Coach Rocks Stamps Ticket to Oaks/Reason to Soar Returns a Winner
Roddy Valente, RAP Racing, and West Point Thoroughbreds’ Coach Rocks stamped her ticket to the Kentucky Oaks with a dazzling win in the Gulfstream Park Oaks (G2) over the weekend. She earned 100 Oaks qualifying points for the win, vaulting her to 2nd on the Kentucky Oaks leaderboard. Watch interview with Terry Finley right after the race.
Five West Point Partners are fulfilling the dream of racing for the lilies at Churchill Downs with their sweet daughter of Oxbow.
West Point bought into the Dale Romans trained filly after Terry Finley watched her breeze “lights out” on March 17 following a stylish maiden win around two turns. The investment paid off quickly, and the filly made the jump from maidens to stakes competition seamlessly after being bet down to 5/2 from her 8/1 morning line.

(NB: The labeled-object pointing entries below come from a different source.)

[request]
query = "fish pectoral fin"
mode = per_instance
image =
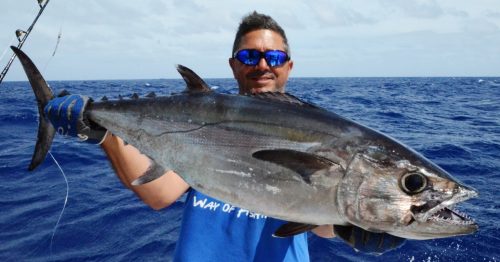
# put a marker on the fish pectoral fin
(292, 228)
(305, 164)
(367, 242)
(154, 171)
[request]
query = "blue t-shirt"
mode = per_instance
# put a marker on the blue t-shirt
(215, 231)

“She figured the game out, “said Romans. “I never expected her to lose. Every time I've brought her over, I thought she would win. It took time for her to figure it out that she is as good as she is,” Romans said. “When she swung out wide and found her rhythm, I thought she would grind them down. I know she's fit and distance wasn't an issue.”
“This filly is the real deal,” said Finley. “I watched her work one morning at Gulfstream and turned to Dale and said, “who is that?” I reached out to Rick Pitino, and we were fortunate to get the deal done and get a great group of Partners involved with her. I’ve never met a filly with a better mind -- nothing bothers her, and she’s a sweetheart in the barn. The way she did it on Saturday, she’s got a super legit chance to win the Oaks.”
In the opener on the Florida Derby day card, Reason to Soar returned off a layoff to score in a Florida-bred allowance race with a $75,000 pot. Trained by George Weaver, the stakes- placed son of Soaring Empire was making his first start since the summer at Saratoga.
Eclipse Award winning jockey, Jose Ortiz was all smiles after he dismounted saying, "He just did everything so easy today. My horse just glided up on the leader, without encouragement, so I decided to let him roll and not take momentum away from him. Down the stretch when he switched leads, I knew we were home."